Письмо к матери 7/VII-1916 г.
Когда летом 1916 г. начался призыв в войска ратников ополчения 2-го разряда более ранних годов, Александр Александрович был зачислен табельщиком в одну из инженерно-строительных дружин Союза Земств и Городов и, не дожидаясь самого момента призыва, отложенного до 25 августа, в июле еще уехал на фронт.
В. Н. Княжнин
Я озверел, пол дня с лошадью по лесам, полям и болотам разъезжаю, почти неумытый; потом выпиваем самовары чаю, ругаем начальство, дремлем или засыпаем, строчим в конторе, иногда на завалинке сидим и смотрим на свиней и гусей. Во всем этом много хорошего, но, когда это прекратится, все покажется сном.
Письмо к матери 4/ΙΧ-1916 г.
Что такое война?
Болота, болота, болота; поросшие травой или занесенные снегом; на западе – унылый немецкий прожектор – шарит – из ночи в ночь; в солнечный день появляется немецкий фоккер; он упрямо летит одной и той же дорожкой; точно в самом небе можно протоптать и загадить дорожку; вокруг него разбегаются дымки; белые, серые, красноватые (это мы его обстреливаем, почти никогда не попадая; так же, как и немцы – нас); фоккер стесняется, колеблется, но старается держаться своей поганой дорожки; иной раз методически сбросит бомбу; значит, место, куда он целит, истыкано на карте десятками рук немецких штабных; бомба упадет иногда – на кладбище, иногда – на стадо скотов, иногда – на стадо людей; а чаще, конечно, в болото; это – тысячи народных рублей в болоте.

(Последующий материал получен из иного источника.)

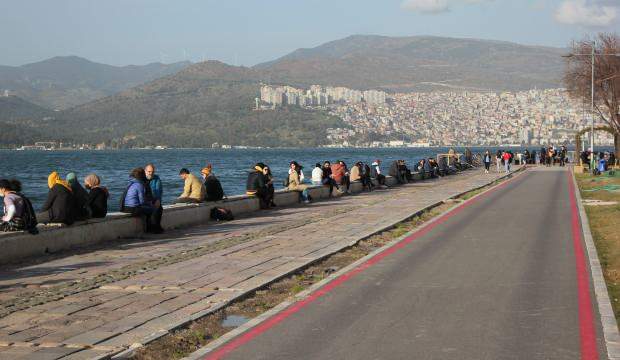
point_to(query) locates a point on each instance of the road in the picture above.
(497, 279)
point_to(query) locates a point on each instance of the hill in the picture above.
(13, 108)
(19, 121)
(420, 63)
(66, 81)
(213, 102)
(202, 104)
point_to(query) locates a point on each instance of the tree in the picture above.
(578, 78)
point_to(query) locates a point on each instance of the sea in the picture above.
(231, 166)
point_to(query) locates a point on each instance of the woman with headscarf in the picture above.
(80, 195)
(60, 203)
(212, 184)
(97, 201)
(294, 182)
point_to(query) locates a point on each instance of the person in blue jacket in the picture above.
(135, 201)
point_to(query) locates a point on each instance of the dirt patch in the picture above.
(605, 227)
(201, 332)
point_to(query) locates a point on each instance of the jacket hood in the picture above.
(54, 179)
(134, 181)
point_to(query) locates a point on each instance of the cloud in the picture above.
(587, 13)
(426, 6)
(435, 6)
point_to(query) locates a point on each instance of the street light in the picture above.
(593, 54)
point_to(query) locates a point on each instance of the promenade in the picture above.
(92, 303)
(501, 277)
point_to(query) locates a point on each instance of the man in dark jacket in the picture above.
(256, 185)
(212, 184)
(154, 192)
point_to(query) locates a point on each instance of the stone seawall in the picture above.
(51, 239)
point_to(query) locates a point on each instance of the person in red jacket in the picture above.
(506, 158)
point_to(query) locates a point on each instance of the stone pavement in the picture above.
(98, 301)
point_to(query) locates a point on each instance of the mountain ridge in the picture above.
(61, 82)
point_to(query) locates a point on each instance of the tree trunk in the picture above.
(617, 146)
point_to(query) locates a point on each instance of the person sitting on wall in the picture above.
(365, 176)
(271, 190)
(340, 174)
(404, 171)
(18, 212)
(356, 172)
(60, 203)
(97, 201)
(375, 172)
(193, 190)
(435, 167)
(81, 197)
(294, 182)
(212, 184)
(317, 175)
(395, 173)
(135, 201)
(328, 178)
(256, 185)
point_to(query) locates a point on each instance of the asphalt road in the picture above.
(497, 280)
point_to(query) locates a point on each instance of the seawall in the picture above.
(52, 238)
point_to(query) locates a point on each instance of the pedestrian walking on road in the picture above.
(498, 160)
(506, 159)
(487, 161)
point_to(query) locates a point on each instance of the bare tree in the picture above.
(578, 77)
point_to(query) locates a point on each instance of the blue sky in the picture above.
(246, 32)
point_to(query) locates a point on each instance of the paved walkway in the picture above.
(99, 301)
(499, 279)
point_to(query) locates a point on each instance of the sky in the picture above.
(247, 32)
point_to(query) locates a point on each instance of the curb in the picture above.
(200, 353)
(606, 313)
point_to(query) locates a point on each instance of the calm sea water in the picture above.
(230, 165)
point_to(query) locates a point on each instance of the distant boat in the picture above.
(32, 147)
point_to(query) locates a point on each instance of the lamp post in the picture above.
(593, 54)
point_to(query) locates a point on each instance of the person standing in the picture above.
(212, 184)
(156, 195)
(135, 201)
(375, 172)
(487, 161)
(328, 178)
(256, 185)
(317, 175)
(193, 188)
(506, 159)
(498, 160)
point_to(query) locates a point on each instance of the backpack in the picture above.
(29, 216)
(221, 214)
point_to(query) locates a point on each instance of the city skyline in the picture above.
(247, 32)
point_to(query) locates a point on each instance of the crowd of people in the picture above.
(602, 161)
(69, 200)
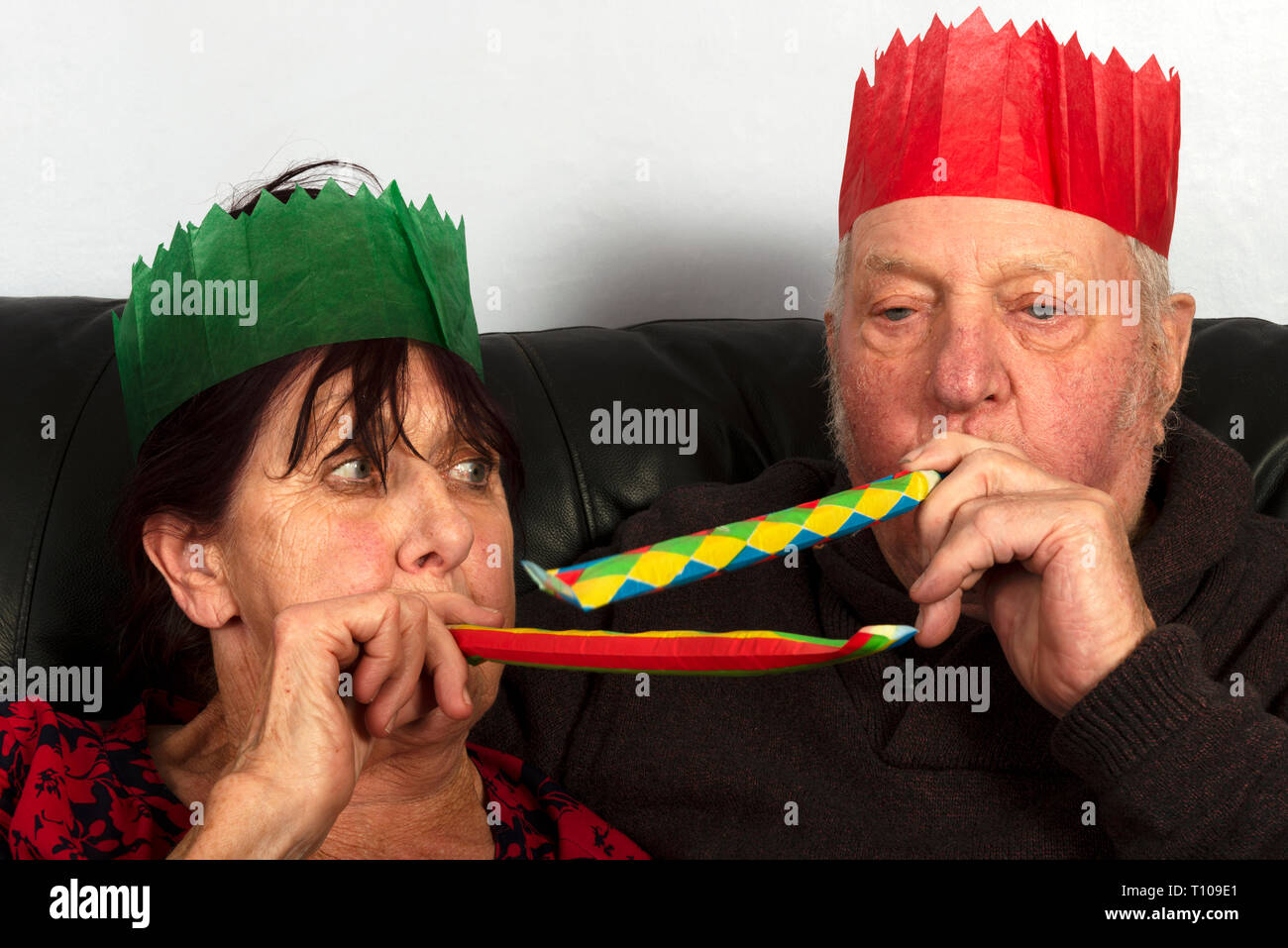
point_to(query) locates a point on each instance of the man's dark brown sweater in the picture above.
(1168, 756)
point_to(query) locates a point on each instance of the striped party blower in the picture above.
(734, 545)
(671, 652)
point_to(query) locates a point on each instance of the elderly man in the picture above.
(1090, 565)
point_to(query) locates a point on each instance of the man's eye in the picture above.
(476, 472)
(355, 469)
(1043, 308)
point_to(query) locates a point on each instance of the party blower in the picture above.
(687, 559)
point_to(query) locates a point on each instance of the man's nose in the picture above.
(439, 533)
(966, 355)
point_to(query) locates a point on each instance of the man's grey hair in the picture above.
(1153, 352)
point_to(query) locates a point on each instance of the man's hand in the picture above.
(1050, 558)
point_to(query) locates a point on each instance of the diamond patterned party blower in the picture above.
(734, 545)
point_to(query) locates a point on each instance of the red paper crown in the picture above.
(971, 112)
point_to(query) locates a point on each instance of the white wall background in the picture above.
(114, 125)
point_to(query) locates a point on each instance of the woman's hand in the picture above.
(299, 762)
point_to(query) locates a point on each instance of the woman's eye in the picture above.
(475, 472)
(355, 469)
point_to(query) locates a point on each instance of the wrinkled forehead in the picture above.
(983, 239)
(334, 414)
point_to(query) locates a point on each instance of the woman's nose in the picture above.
(439, 533)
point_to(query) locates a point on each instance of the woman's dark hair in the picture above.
(189, 464)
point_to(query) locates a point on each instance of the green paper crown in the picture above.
(314, 270)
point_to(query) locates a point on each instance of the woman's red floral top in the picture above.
(81, 790)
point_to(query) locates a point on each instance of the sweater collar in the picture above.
(1203, 492)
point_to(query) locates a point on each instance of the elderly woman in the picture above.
(320, 491)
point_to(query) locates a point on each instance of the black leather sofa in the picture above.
(754, 384)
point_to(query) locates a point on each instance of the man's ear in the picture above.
(191, 569)
(1177, 322)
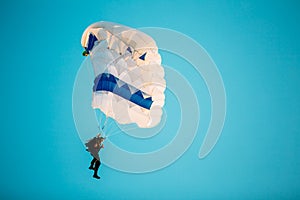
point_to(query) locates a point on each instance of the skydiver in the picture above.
(93, 146)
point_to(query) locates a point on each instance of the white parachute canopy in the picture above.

Люди глазеют на все это, изнывая от скуки, пропадая от безделья; сюда уже успели перетащить всю гнусность довоенных квартир: измены, картеж, пьянство, ссоры, сплетни.
Европа сошла с ума: цвет человечества, цвет интеллигенции сидит годами в болоте, сидит с убеждением (не символ ли это?) на узенькой тысячеверстной полоске, которая называется «фронт».
А. Блок. Россия и интеллигенция
Мама, жить здесь стало гораздо хуже, чем было летом, и гораздо более одиноко, потому что все окружающие ссорятся, а по вечерам слишком часто происходят ужины «старших чинов штаба» и бессмысленное сидение их (и мое в том числе) в гостиной. От этого все «низшие чины» начинают коситься на нас и образуются партии. Положительные стороны для меня: довольно много работы в последние дни, тревожные газеты, которые я теперь всегда читаю, сильный ветер.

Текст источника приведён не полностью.